En dos ocasiones Baltasar alude a un tiempo en que se operó en él «una transformación que no fue casual» y empezó a convertirse en un joven volcado en los saberes de tipo práctico, interesado por la economía, «incapaz de inventar un disparate lingüístico». Y en un pequeño cuaderno donde Carmen Martín Gaite había tomado notas para las últimas páginas que estaba escribiendo, leemos: «Primer aviso de acidia-vulgaridad: olvidar las extraordinarias dotes de las palabras.» Es posible que Baltasar hubiese hecho de libélula antes de empezar a contarnos su historia, se hubiera aplicado a renovar el alma de su padre y hubiese estado a punto de perder la suya en el intento. En el mismo cuaderno, hay otra anotación referida a Baltasar: «Empieza a escribir para títeres.»

Así pues, Baltasar, atado a los parentescos y prendido a quienes no son de la familia, se introduciría él mismo en la cadena de transformaciones. Y un día, dicen que dijo Carmen Martín Gaite, Baltasar se iba a cansar de escribir. Iba a salir una tarde a tomar aire, iba a dar un paseo por Madrid y la libélula gigante se lo iba a llevar.

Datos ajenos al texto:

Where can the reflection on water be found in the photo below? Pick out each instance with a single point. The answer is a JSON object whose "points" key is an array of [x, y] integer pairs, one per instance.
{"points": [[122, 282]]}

No sabemos si habría sido así. Sabemos lo que está escrito en la novela, sabemos que desde el principio Carmen Martín Gaite habló de la posibilidad de introducir un final fantástico en la novela, lo que no quiere decir un final extravagante ni ilógico, sino un final que toque los bordes de la realidad. Y aunque es cierto que la novela apunta hacia ese encadenamiento de los hechos, nunca sabremos qué habría pasado si Carmen Martín Gaite hubiera seguido escribiendo, qué habría modificado en lo ya escrito, cuánto había averiguado del lado oscuro y el lado claro de las cosas. Sí hemos sabido, no obstante, que al ver que le faltaban las fuerzas, Carmen Martín Gaite estuvo a punto de enviar a la editorial la primera parte, como si de una novela por entregas se tratara. Y no lo hizo. Avanzó agotada y lumínica por la segunda parte, pues no era así, con el triunfo de Hyde, como debían quedar las cosas. Por eso los últimos capítulos son tan importantes.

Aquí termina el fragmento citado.